Изменить стиль страницы

Произнеся, и с большим жаром, эту очень убедительную речь, артист ласково спросил у Канавкина:

— Ну, где же спрятаны?

— У тетки моей, Пороховниковой, на Пречистенке…

— А! — вскричал артист.— Это… постойте… у Клавдии Ильиничны, что ли?

— Да,— застенчиво ответил Канавкин,— в переулке…

— Ах, да, да, да! Маленький особнячок, напротив палисадничек? Как же, знаю! А куда же вы их там засунули?

— В погребе, в коробке из-под Эйнема.

Гул прошел по залу, артист всплеснул руками.

— Видали ли вы что-либо подобное? — вскричал он.— Да ведь деньги же там заплесневеют, отсыреют! Мыслимо ли таким людям доверить валюту?
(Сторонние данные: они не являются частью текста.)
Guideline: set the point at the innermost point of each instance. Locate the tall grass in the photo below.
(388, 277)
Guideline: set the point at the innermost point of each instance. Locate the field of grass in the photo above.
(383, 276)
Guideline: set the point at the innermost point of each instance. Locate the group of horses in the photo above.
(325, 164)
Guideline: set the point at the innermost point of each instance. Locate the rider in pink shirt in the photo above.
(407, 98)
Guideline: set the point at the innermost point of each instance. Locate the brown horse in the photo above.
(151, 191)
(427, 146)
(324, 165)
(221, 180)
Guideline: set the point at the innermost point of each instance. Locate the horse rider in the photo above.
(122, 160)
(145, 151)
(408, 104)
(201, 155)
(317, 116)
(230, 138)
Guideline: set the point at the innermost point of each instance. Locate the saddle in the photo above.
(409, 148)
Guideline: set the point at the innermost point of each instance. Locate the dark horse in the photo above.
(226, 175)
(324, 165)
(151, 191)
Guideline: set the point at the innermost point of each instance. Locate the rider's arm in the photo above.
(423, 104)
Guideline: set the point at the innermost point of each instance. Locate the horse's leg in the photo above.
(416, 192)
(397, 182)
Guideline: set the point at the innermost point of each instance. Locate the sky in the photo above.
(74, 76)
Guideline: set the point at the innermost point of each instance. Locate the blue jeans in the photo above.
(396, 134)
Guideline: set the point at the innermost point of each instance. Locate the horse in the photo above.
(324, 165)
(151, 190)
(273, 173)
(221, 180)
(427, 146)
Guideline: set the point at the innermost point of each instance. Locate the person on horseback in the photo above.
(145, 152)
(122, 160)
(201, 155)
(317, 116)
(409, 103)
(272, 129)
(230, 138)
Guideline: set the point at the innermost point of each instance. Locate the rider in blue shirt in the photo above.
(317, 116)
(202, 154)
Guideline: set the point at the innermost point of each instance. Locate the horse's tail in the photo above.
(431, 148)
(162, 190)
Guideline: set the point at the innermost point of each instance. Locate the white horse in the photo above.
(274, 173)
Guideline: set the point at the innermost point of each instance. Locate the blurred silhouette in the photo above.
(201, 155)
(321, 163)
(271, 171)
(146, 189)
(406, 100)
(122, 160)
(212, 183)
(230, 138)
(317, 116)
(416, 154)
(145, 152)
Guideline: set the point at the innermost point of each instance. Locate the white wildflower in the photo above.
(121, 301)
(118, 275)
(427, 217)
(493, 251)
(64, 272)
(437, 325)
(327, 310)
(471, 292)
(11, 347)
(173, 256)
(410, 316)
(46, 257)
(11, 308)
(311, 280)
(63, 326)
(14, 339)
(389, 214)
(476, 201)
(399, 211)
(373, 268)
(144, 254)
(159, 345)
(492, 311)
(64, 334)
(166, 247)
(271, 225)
А? Чисто как дети, ей-богу!

Канавкин и сам понял, что проштрафился, и повесил хохлатую голову.

— Деньги,— продолжал артист,— должны храниться в госбанке, в сухих, специальных, хорошо охраняемых помещениях, а отнюдь не в теткином погребе, где их могут попортить крысы! Стыдно, Канавкин!

Тот уж просто не знал, куда деваться, и только колупал пальцем борт своего засаленного пиджачка.

— Ну ладно,— смягчился конферансье,— кто старое помянет…— и добавил неожиданно: — Да, кстати: за одним разом чтобы… у тетки у самой… ведь тоже есть? А!

Канавкин, никак не ожидавший такого оборота дела, дрогнул, и наступило молчание.

— Э, Канавкин! — укоризненно-ласково заговорил конферансье.— А я-то хвалил его! А он, на-те, взял да и засбоил! Нелепо это, Канавкин! Ведь говорил же я только что про глаза. Ну и видно, что у тетки есть валюта! Ну, чего ты меня зря терзаешь?

— Есть! — залихватски крикнул Канавкин.

— Браво! — крикнул конферансье.

— Браво! — страшным ревом отозвался зал.

Когда утихло, конферансье торжественно поздравил Канавкина, пожал ему руку, предложил отвезти в город в машине домой и в этой же машине приказал кому-то, высунувшемуся из-за кулис, заехать и доставить в женский театр тетку Клавдию Лукиничну [16].

— Да, я хотел спросить, тетка-то не говорила, где свои прячет? — осведомился конферансье, любезно предлагая Канавкину папиросу и зажженную спичку. Тот, закуривая, усмехнулся как-то тоскливо.

— Верю, верю,— отозвался артист,— эта старая сквалыга не то что племяннику, черту не скажет этого. Ну, что ж, попробуем нашими программами пробудить в ней понимание вещей истинных. Быть может, еще не все струны сгнили в ее ростовщичьей душонке. Всего доброго, Загривов! [17]

И счастливый Канавкин исчез, а артист осведомился, нет ли еще желающих сдать валюту, и получил в ответ молчание.

— Чудаки, ей-богу,— пожав плечами, сказал артист, и занавес скрыл его.

Лампы погасли, некоторое время была тьма, и во тьме нервный тенор пел в рупоре:

«Там груды золота лежат, и мне они принадлежат…»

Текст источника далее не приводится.